Transported and redeposited clasts of dacite-latite occur in deformed lower Miocene and lower middle Miocene sandy conglomerates (nonmarine, nearshore, and infrequent upper bathyal) close to the northern and northeastern margins of the Los Angeles Basin for a distance of nearly 60 km. Tie-lines between distinctive source suites and clast occurrences indicate that large tracts of the ancestral San Gabriel Mountains were elevated along range-bounding faults as early as 16–15 Ma. The tie-lines prohibit very large strike-slip offsets on those faults. Transport of eroded dacite began south of the range as early as 18 Ma.
Published and unpublished data about rocks adjacent to the active Santa Monica-Hollywood-Raymond oblique reverse left-lateral fault indicate that cumulative left slip totals 13–14 km and total offset postdates 7 Ma. This cumulative slip, with assembly of stratigraphic and paleogeographic data, invalidates prior estimates of 60 to 90 km of left slip on these faults beginning about 17–16 Ma.
A new and different palinspastic reconstruction of a region southwest of the San Andreas Fault Zone is proposed. Our reconstruction incorporates 20° of clockwise rotation of tracts north of the Raymond Fault from the easternmost Santa Monica Mountains to the Vasquez Creek Fault (San Gabriel south branch). We interpret the Vasquez Creek Fault as a reverse and right-lateral tear fault. Right slip on the tear becomes reverse dip slip on the northeast-striking Clamshell-Sawpit fault complex, interpreted as an offset part of the Mount Lukens Fault.

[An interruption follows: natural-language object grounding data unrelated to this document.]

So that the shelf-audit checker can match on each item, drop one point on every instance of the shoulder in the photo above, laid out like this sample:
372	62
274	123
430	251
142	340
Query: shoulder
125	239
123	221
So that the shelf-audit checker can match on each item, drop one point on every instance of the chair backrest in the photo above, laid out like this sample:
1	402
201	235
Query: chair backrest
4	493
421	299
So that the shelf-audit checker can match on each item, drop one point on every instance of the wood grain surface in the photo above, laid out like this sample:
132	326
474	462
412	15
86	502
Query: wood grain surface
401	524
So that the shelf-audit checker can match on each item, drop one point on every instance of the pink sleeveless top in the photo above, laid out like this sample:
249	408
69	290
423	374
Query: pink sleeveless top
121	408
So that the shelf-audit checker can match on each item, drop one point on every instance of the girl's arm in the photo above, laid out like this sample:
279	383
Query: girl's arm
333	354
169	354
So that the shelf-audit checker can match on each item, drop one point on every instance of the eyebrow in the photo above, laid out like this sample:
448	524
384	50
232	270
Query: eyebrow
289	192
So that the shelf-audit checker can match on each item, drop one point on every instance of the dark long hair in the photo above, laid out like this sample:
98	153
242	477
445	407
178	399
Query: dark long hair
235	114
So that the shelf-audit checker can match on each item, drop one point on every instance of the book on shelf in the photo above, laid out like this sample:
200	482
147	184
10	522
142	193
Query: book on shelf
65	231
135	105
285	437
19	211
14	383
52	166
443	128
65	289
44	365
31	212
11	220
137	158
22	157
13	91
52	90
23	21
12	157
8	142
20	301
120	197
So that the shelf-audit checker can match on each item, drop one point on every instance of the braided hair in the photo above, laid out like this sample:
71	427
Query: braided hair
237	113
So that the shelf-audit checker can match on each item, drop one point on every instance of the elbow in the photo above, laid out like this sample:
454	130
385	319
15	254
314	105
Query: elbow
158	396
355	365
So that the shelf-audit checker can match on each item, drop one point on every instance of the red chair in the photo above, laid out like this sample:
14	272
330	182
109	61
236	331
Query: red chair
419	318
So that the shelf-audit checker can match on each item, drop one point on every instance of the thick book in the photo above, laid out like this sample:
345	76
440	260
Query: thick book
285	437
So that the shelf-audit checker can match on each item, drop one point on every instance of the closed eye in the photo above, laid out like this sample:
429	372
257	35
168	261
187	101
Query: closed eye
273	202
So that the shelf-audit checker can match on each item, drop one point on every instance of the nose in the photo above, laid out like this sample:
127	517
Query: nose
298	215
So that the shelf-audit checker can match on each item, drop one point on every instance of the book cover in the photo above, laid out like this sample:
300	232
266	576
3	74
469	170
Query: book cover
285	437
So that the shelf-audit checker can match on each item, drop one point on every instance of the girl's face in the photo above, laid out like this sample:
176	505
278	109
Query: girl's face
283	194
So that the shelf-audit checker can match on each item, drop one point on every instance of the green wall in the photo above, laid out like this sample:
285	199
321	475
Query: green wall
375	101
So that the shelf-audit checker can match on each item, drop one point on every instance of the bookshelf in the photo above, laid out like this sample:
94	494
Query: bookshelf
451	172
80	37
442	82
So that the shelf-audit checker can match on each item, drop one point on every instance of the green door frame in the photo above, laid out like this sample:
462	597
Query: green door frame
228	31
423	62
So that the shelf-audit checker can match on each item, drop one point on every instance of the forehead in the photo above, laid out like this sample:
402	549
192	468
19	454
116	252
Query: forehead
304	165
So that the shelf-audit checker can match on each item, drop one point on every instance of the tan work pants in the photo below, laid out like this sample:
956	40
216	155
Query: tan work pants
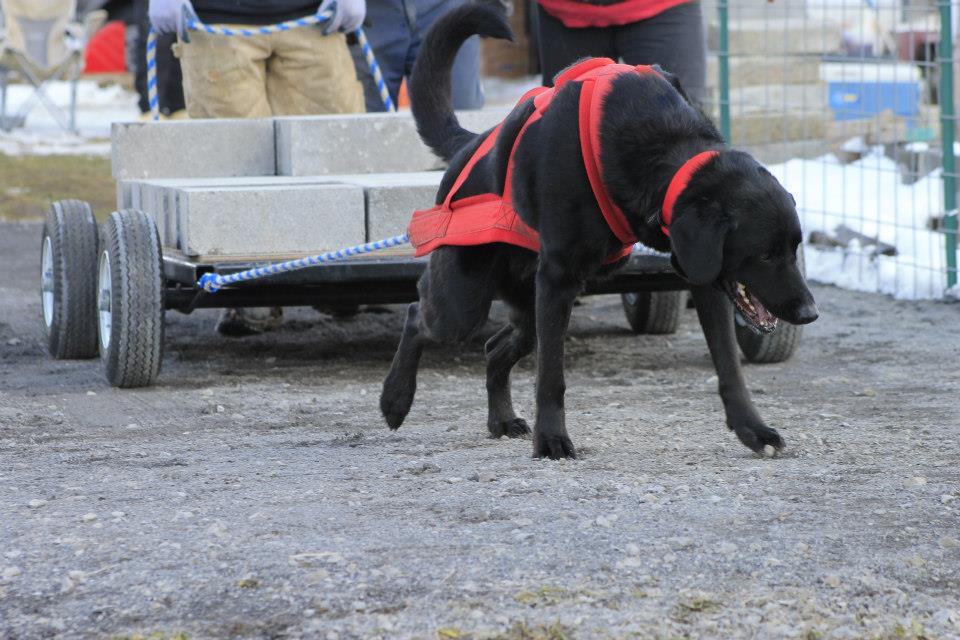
296	72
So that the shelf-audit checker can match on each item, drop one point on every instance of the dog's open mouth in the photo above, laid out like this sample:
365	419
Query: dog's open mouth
750	312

This explains the absence of evidence for lateral offset of the Glendora Volcanics and associated younger marine strata where those are broken farther east by the eastern Sierra Madre reverse fault system. About 34 km of right slip is suggested for all breaks of the San Gabriel fault system.
New paleogeographic maps of the Paleogene basin margin and of a Middle Miocene marine embayment and strandline derive in part from our palinspastic reconstruction. These appealingly simple maps fit well with data from the central Los Angeles Basin to the south and southwest.